John Madison is a Turkish-American art dealer raised by his much older brother, Samuel, a mover and shaker in New York's art world. Caught between his brother's obsession with saving a priceless relic looted from Iraq's National Museum and a deadly game of revenge staged by his childhood friend, John must solve a puzzle to find the link between a modern-day witch and an ancient one.
Aided by Tomas, an archaeologist, and Ari, an Iraqi photojournalist—two men with their own secrets to hide—John races against time to decipher a biblical prophecy that leads to the dark history behind the science of alchemy. Kidnapped by villainous fortune hunters, John is returned to Iraq, where a fabulous treasure trove awaits discovery—if he can stay alive long enough to find it.
Hours before the final attack few believed the city would fall.
Honestly, I did not think I was going to get The Witch of Babylon read and reviewed in time, but somehow I managed. *wipes brow*
There are a couple of things I would like to talk about that makes The Witch of Babylon such an interesting read, well, at least for me. I enjoy a good book that is able to use historical information, some from the author's mind and some that may or may not be completely fictional, and wave them into one addictive story. Which is just what this book did.
I really liked that the author did not go with a setting or historical period or the same mythologies that are commonly used in books, like, the Romans and Egyptians. It was definitely interesting to read this book since I am not too familiar with the Assyrian/Mesopotamian history and whatnot. While the main character, John, doesn't actually spend that much time Iraq, I loved the descriptions and how well the author brought the feel of danger and beauty to life in the book.
So, while reading The Witch of Babylon I found myself liking and not liking the antagonist. I liked them because they did a really great job of applying the pressure to John and giving the book a darker feel then what I was expecting. They were definitely a diverse group, but the story on one of them could almost have passed as the story for a super-villain in a comic book. It was definitely interesting to see how exactly they were connected to the engraving and how they would play into the general story in the book. What I did not expect is that they were not the chess master in the game.
John Madison, not the most likable character. For the first half of the book I was kinda 'meh' about him because his attitude was not exactly endearing. While he may have been grieving and in denial over the loss of his brother and his role in his death, I had a hard time liking him because he just seemed to have no spark. While he annoyed me for a while, I enjoyed reading about him once he started to get back into the game that is life and dealt with the trouble that seemed to be following him.
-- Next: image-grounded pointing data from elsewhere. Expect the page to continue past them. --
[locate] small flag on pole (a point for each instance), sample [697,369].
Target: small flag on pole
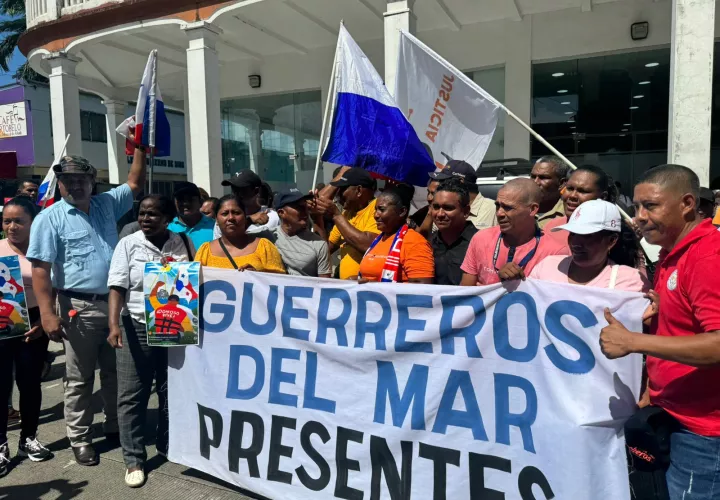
[368,129]
[48,187]
[46,191]
[152,128]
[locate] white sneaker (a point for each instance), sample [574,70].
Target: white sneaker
[135,479]
[4,459]
[34,450]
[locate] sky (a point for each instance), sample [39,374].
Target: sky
[17,60]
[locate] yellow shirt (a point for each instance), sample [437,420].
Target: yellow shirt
[265,258]
[350,257]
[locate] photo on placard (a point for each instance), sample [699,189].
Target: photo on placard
[172,303]
[14,321]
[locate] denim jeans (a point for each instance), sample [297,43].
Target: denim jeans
[694,472]
[137,366]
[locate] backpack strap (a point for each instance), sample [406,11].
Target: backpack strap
[188,246]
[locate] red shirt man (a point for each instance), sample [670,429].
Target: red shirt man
[683,355]
[686,280]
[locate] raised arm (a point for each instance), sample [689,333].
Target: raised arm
[115,303]
[138,171]
[698,350]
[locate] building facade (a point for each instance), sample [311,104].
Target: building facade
[27,133]
[624,84]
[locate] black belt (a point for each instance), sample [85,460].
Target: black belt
[87,297]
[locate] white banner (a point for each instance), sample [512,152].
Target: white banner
[451,114]
[308,389]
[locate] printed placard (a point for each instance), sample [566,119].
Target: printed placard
[14,321]
[172,303]
[12,120]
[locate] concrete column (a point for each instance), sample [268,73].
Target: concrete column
[117,159]
[203,72]
[518,85]
[64,103]
[188,144]
[691,74]
[399,16]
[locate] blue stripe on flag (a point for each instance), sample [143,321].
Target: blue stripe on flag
[162,129]
[378,138]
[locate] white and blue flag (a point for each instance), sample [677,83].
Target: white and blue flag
[152,128]
[368,128]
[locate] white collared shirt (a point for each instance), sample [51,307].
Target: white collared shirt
[127,267]
[272,223]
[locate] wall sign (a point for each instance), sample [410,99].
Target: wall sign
[12,120]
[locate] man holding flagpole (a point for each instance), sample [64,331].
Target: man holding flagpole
[71,245]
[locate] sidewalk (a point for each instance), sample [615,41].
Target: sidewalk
[61,478]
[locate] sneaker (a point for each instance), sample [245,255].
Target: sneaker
[135,479]
[4,459]
[33,450]
[13,416]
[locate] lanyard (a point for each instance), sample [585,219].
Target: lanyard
[511,251]
[402,231]
[377,240]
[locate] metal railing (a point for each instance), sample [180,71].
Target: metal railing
[42,11]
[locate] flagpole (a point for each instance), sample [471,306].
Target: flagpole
[153,120]
[552,149]
[329,103]
[57,160]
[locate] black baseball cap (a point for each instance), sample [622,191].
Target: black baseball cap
[356,176]
[707,195]
[288,197]
[185,189]
[456,169]
[243,179]
[77,165]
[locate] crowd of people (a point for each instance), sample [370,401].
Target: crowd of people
[84,280]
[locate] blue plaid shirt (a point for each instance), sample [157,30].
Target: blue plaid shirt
[80,246]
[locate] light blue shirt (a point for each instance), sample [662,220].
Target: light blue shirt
[200,233]
[80,246]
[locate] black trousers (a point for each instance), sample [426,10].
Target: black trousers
[137,366]
[28,359]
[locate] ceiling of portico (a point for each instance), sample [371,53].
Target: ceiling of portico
[112,60]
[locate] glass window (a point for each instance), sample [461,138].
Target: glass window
[493,81]
[611,111]
[275,136]
[92,127]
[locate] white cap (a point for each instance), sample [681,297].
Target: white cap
[592,217]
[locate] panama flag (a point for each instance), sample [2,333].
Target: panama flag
[46,191]
[152,128]
[48,187]
[368,129]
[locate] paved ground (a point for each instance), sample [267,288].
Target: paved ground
[62,479]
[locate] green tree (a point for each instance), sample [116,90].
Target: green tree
[12,25]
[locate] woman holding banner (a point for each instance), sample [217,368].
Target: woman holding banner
[398,254]
[584,184]
[26,354]
[137,363]
[236,249]
[600,257]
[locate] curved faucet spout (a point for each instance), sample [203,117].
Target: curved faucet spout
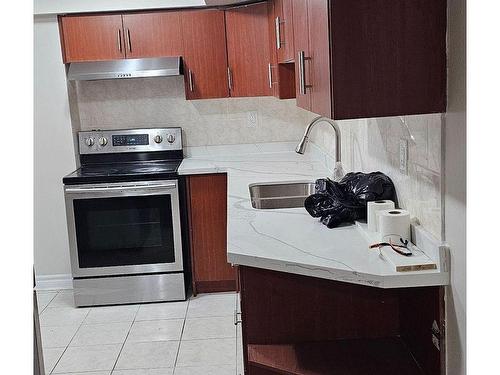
[301,147]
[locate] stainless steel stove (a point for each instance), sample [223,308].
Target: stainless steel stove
[125,217]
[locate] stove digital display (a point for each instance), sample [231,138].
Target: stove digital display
[131,140]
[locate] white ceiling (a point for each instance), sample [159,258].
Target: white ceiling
[81,6]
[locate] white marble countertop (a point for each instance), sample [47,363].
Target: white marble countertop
[290,240]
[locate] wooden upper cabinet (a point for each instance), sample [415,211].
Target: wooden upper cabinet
[388,57]
[152,34]
[247,36]
[370,58]
[92,38]
[205,61]
[312,50]
[283,25]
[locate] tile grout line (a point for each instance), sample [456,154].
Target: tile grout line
[124,341]
[182,333]
[72,337]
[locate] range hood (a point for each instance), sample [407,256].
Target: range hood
[125,68]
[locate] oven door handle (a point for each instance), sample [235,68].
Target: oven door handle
[115,188]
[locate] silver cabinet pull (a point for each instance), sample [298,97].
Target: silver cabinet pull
[236,320]
[119,40]
[129,42]
[270,74]
[190,78]
[229,78]
[302,73]
[277,24]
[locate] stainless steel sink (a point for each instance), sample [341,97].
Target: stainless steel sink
[280,194]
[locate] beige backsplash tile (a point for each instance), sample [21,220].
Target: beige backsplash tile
[367,144]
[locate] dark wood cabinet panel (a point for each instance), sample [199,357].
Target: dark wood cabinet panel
[283,25]
[247,35]
[92,38]
[208,232]
[152,34]
[388,57]
[319,54]
[205,60]
[301,44]
[293,324]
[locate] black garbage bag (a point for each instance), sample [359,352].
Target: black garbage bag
[345,201]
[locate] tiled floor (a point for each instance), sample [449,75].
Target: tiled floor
[196,337]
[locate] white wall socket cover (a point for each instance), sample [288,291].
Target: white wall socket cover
[403,156]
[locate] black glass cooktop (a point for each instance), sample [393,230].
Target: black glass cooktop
[119,172]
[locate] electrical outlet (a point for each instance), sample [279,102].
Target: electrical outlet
[252,118]
[403,156]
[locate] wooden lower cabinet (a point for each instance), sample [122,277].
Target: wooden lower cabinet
[294,324]
[207,211]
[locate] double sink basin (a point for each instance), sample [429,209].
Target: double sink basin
[280,194]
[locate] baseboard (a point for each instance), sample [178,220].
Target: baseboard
[54,282]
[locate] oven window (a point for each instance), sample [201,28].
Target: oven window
[124,231]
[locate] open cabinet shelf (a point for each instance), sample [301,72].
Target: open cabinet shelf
[388,356]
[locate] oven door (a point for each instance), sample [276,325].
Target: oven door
[124,228]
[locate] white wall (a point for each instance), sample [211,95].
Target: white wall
[53,150]
[455,188]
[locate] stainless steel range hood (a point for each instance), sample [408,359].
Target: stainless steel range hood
[125,68]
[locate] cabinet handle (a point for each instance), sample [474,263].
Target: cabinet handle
[270,75]
[229,78]
[236,320]
[119,40]
[302,73]
[277,23]
[129,42]
[190,78]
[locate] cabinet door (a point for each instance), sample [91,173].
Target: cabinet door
[208,231]
[283,23]
[319,49]
[92,38]
[152,34]
[247,36]
[205,59]
[301,45]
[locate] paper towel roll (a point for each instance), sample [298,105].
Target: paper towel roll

What I liked about The Witch of Babylon would have to be the writing. I liked that the author was able to blend all the different aspects of the novel into one breathtaking ride with an endgame that I totally did not expect...not in the least. It was definitely a great ending to the book.
So, The Witch of Babylon was good, although I had a little trouble accepting certain aspects of the story as I read it. While it is a good book, I did not really care for the connection that was supposed to be between the engraving and one of the books in the Bible. The story of the engraving and the angle that it gave to the search that it brought about was interesting, but like I said not something I could get behind.
Final Verdict: The Witch of Babylon if you're looking for a book with danger and treasure tied up in an ancient engraving then this is the book for you. This is one that will leave you on the edge of your seat.
The Witch of Babylon earns 4 out of 5 pineapples.